Existence of the NGOs and the UN affiliated agencies provided a greater source of employment in the region and attracted a lot of job seekers within and outside other counties including foreign and local investors. There was a mass employment and business opportunities which resulted to high cash circulation that led to inflation in the area. It was the place that was at the verge of becoming the epitome of the county’s economic basket. White tablecloth restaurants like Kate camp hotel, 748 hotel, Proland Inn, Trackmark hotel among others and joints nourished as people rode in taxis and enjoyed the good life the town could offer.

It developed to a metropolitan where the locals nicknamed “Loki Laga” which meant that “the place with entry without exit” in short, a place where if a visitor entered the town, he/she would not exit. The town that was at its peak.

However, every great story has a sad ending. That was the case to the famous town, the damn mistake was that the golden opportunity that had presented itself was never seized by the locals. The county or rather the constituency was to take advantage of the NGOs and the associates to push for development projects that would create confident reliance and sustainability then and years to come. They had never thought outside the box as they were blinded by the then glory which never lasted. None had imagined that the NGOs and the agencies would pull out one day.

Her fateful moment came to the hailed town when Sudan signed the Comprehensive Peace Acord that led to the pull out of the major partners i.e UN and the ICRC. Thousands of people were left unemployed and hundreds of businesses slammed their doors shut. People from other counties that were left jobless relocated to their home counties in search for greener pastures.

Investors from other counties decided to sale their houses and business premises as others abandoned them to overgrown green bushes concealing its once glory. High end restaurants that were frequently visited by high profile visitors and international travelers are now striving to survive every single day as others opted to quit.

The town that was buzzing day and night, the town that was at its potential and the shopping basket for thousands of people is now marooned to its dusts. It is no more except for the echoes of her greatness. Her downfall was never seen coming. The giant structures abandoned stand erect as a monument for her grave and the reminder that she was failed by her dwellers.
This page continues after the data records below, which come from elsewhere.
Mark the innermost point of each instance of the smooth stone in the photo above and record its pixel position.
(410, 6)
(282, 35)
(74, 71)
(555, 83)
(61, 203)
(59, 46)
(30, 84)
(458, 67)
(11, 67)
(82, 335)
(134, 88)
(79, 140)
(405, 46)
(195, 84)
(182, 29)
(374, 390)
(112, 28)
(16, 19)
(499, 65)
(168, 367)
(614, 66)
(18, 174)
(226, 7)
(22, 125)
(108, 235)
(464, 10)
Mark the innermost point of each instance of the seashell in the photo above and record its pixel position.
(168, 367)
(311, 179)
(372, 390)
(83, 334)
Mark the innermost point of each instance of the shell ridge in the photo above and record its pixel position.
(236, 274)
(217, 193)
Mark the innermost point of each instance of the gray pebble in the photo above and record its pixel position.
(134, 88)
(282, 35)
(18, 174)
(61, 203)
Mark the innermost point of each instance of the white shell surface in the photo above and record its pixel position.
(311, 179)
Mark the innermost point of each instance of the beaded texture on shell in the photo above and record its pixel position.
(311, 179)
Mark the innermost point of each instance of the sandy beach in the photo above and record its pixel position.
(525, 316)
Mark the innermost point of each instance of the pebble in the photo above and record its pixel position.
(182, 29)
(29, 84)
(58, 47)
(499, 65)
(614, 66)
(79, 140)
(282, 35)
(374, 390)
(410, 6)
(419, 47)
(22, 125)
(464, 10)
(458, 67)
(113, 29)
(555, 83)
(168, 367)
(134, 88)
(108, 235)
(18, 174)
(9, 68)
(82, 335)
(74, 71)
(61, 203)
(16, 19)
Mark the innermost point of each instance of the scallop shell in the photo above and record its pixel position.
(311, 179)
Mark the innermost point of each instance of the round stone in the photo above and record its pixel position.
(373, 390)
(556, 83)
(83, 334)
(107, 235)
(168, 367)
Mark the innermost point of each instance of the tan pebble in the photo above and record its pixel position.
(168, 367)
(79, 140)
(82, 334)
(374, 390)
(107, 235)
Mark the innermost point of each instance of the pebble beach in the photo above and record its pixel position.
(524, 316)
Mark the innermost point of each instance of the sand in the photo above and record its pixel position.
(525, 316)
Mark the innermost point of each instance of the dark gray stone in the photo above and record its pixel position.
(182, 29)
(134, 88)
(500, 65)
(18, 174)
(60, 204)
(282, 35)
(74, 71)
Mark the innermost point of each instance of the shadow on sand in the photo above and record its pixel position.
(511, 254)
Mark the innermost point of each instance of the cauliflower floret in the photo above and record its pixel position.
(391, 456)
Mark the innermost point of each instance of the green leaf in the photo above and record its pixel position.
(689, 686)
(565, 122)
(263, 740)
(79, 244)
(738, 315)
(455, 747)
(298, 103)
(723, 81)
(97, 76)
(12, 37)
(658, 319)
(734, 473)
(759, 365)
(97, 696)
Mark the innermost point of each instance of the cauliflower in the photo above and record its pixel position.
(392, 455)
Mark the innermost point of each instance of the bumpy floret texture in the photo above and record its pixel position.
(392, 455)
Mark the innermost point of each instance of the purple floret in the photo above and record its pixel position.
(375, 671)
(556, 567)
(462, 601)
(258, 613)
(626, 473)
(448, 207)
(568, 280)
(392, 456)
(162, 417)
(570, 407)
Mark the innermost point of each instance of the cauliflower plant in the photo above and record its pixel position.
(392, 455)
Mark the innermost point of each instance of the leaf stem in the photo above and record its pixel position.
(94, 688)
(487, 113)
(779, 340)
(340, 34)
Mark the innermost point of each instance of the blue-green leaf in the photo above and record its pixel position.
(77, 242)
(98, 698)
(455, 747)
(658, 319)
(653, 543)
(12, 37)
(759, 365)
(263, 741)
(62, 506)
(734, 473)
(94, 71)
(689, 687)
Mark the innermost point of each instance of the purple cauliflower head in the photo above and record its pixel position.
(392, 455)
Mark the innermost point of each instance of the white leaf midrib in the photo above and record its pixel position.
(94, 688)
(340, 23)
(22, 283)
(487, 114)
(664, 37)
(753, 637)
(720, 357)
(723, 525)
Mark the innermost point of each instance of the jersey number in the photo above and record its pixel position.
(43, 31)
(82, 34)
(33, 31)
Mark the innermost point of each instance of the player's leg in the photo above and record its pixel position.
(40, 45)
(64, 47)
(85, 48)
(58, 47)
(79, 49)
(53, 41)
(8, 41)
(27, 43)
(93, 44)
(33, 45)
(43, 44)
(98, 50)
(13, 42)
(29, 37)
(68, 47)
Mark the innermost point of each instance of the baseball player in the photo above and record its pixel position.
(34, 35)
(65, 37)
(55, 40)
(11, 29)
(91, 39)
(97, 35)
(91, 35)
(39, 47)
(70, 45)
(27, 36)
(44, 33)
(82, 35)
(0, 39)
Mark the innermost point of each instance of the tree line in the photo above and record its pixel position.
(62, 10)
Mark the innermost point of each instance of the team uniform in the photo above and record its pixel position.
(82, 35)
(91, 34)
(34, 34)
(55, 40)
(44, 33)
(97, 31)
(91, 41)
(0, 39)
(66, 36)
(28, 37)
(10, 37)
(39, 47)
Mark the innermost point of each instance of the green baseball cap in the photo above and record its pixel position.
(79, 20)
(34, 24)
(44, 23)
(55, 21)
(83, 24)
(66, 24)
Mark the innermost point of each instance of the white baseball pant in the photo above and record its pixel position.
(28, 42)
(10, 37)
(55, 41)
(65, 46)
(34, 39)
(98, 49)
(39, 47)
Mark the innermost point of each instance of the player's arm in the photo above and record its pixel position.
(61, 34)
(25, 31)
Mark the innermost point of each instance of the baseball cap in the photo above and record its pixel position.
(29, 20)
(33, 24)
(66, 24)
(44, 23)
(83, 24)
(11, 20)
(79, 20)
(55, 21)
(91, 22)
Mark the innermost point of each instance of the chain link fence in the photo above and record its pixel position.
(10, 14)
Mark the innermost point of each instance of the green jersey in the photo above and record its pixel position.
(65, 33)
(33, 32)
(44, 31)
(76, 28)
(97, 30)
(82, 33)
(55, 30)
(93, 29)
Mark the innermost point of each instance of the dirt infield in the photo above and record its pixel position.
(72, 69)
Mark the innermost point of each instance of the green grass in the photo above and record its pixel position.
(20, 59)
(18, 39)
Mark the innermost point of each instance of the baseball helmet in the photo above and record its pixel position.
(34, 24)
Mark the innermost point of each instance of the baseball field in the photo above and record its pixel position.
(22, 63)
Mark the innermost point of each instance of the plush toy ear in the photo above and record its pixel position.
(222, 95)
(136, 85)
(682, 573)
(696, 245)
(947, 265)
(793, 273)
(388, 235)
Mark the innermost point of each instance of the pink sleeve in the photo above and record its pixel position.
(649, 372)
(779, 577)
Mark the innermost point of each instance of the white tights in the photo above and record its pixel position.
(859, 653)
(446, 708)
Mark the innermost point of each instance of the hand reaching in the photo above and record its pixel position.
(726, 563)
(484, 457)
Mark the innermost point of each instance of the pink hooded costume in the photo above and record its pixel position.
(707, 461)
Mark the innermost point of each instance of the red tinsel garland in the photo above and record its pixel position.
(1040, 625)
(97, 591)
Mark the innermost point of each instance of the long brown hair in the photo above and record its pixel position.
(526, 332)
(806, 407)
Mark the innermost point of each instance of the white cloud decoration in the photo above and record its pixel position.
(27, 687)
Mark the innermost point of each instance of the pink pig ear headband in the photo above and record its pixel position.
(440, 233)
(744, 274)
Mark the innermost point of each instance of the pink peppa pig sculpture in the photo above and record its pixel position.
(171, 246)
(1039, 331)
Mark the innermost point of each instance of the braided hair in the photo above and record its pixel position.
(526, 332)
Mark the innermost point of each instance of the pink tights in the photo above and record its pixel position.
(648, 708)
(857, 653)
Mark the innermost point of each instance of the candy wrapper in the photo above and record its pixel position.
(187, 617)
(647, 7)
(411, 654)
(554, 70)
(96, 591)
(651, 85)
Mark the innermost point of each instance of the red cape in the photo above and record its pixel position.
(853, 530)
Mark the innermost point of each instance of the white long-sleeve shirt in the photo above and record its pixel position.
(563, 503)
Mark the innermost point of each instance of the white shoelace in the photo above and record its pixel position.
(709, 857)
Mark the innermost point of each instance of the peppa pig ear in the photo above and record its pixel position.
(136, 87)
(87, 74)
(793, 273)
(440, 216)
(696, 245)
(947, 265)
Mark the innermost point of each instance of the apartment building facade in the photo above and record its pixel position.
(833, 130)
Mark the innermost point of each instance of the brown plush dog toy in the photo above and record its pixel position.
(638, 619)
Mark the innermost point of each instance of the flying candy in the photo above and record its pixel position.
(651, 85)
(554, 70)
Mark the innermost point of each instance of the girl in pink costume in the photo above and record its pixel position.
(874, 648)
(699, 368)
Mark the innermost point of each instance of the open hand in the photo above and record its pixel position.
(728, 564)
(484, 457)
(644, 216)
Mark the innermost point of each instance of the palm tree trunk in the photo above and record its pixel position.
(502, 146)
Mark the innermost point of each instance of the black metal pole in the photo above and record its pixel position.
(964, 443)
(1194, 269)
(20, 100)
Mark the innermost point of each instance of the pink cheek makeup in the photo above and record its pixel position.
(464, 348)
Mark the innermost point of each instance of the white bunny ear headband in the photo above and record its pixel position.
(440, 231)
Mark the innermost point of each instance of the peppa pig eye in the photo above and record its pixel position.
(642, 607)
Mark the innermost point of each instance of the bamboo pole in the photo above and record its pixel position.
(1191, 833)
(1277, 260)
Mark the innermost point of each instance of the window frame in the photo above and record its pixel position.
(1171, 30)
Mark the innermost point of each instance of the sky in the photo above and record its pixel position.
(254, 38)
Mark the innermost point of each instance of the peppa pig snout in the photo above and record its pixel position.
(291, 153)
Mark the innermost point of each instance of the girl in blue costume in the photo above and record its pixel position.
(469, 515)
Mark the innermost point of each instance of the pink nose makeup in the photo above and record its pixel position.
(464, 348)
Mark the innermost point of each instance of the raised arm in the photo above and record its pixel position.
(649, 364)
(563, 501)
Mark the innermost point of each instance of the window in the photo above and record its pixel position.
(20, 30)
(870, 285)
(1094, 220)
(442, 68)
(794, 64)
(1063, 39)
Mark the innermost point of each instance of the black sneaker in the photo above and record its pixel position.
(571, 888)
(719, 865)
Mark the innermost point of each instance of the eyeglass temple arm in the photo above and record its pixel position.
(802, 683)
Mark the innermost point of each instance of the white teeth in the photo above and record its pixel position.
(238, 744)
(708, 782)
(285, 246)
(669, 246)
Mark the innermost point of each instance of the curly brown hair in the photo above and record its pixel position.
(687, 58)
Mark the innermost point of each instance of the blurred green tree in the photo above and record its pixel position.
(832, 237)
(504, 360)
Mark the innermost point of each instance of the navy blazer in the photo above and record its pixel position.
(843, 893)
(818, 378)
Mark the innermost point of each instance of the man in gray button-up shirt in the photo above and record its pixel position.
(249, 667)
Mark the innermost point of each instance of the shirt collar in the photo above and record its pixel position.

Finally, Every beginning has an end it doesn’t matter how and there is a second chance, for every rise comes a fall and for a fall there is liberty to choose either to remain fallen or to rise again to the greater heights. Currently the A1 road construction is paving its way to South Sudan heading to its capital Juba which is a great deal. As soon as it will be done the “ghost town” will have the chance to make it right and redeem itself once more. It will be the business hub connecting Kenya to Sudan which will attract investors from both countries.